Why, when you read these statements, are you able to make the link between anxiety and maths so easily? According to Dr Thomas Hunt, the lead psychologist for The Mathematics Anxiety Research Group (MARG) at the University of Derby, anyone can experience maths anxiety. In fact, to varying degrees, most adults will experience it at some point.
While this is not a new phenomenon—the academic study of maths anxiety can be traced back to as early as the 1950s, where Mary Fides Gough introduced the term “mathemaphobia” to describe the phobia-like feelings of many towards mathematics—it is becoming increasingly pressing that it is addressed.
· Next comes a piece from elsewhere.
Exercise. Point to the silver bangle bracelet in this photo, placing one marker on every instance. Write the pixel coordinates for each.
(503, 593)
The world is becoming ever more reliant on technology, and research points to a growing maths crisis in the UK, where the level of adult numeracy is already relatively low and seemingly getting worse. According to the National Numeracy report, ‘What is the Issue?’, the proportion of adults with functional maths skills equivalent to a GCSE grade C fell from 26% to 22% over a period of eight years. In contrast, functional literacy skills are steadily increasing, with 57% of working-age adults gaining the equivalent level.
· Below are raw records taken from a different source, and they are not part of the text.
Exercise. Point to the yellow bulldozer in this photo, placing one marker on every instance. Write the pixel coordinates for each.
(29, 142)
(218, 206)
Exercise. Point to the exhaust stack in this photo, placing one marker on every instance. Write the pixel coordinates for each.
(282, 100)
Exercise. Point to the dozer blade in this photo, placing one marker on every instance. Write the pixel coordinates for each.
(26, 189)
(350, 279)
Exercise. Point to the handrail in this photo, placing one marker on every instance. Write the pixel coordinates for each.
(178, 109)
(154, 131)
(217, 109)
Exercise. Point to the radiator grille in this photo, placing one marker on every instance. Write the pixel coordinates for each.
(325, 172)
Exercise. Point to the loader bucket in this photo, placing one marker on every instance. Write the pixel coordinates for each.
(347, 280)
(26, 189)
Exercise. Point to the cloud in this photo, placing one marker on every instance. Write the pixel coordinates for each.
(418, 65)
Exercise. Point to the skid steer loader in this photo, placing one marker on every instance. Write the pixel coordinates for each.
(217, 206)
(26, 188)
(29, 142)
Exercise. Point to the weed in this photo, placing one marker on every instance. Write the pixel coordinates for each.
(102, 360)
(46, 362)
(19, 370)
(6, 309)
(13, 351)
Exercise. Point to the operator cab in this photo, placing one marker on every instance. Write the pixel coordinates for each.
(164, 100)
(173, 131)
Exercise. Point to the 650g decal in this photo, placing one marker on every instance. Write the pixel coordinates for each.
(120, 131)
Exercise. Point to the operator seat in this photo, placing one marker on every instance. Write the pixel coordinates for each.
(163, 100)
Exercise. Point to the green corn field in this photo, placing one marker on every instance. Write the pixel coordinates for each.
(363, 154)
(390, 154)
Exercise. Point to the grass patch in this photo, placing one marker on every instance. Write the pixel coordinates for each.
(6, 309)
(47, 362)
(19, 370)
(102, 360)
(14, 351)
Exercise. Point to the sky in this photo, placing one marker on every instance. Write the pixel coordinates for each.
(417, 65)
Step in Rishi Sunak with a new national programme to address what he referred to as the “tragic” level of poor numeracy skills among UK adults. £560m will certainly not be a wasted investment given the potential boost to individuals’ earnings and productivity, but is there a more cost effective way to address this issue?
It is becoming apparent that maths anxiety can begin very early when young children are learning basic number skills. Dr Dominic Petronzi, a lecturer in psychology at the University of Derby Online Learning, led research that found evidence of maths anxiety in children as young as four-years-old. It makes sense, therefore, to consider how to nip this national curse in the bud rather than wait a generation to plaster over the cracks.
What makes maths so much more stressful than other subjects?
1. First, there can be a noticeable lack of maths role models during infancy. Parents have been shown to influence their children’s perception of maths by avoiding talking about it or even mentioning the subject in a negative way, “I was never any good at maths and it didn’t do me any harm” or “we’re just not a maths family”.
2. On top of this, personal fear of failure seems to be more prevalent in mathematics than in any other subject. The fact that maths questions are so often either right or wrong makes it hard to disguise failure.
3. Then there’s the language of maths that needs to be mastered, with over 500 words expected by age five. Understanding the idea of counting on by two is not enough, children need to know how to “add”, “sum” or “plus” two. It has been shown in a study by Professor of Psychology Koleen McCrink that by nine-months-old most babies show a rudimentary understanding of addition, indicating it is not the concepts that are the tricky part.
When all these factors mix together and you throw in SATs, timed tests, negative evaluations from teachers, peers or parents and the lure of something referred to as the ‘no attempt error’—meaning that a person may reach the stage where they simply stop putting effort into providing answers in maths tasks—you get the perfect breeding ground for maths anxiety to flourish and multiply.
Clearly there is a problem, as highlighted by the fact the UK is sitting firmly in the bottom half of the OECD numeracy skills rankings, the question is: Where is the effort best invested? After the maths anxiety has affected school results and career decisions? Or in infancy where minor tweaks to parenting information and the early year teaching curriculum can prevent maths anxiety taking a hold on society at all? Infants are born with a desire to understand the world around them, a love of learning, and a determination to discover more. By showing babies maths is useful and enjoyable, a £560m adult numeracy kitty could easily and quickly become a thing of the past.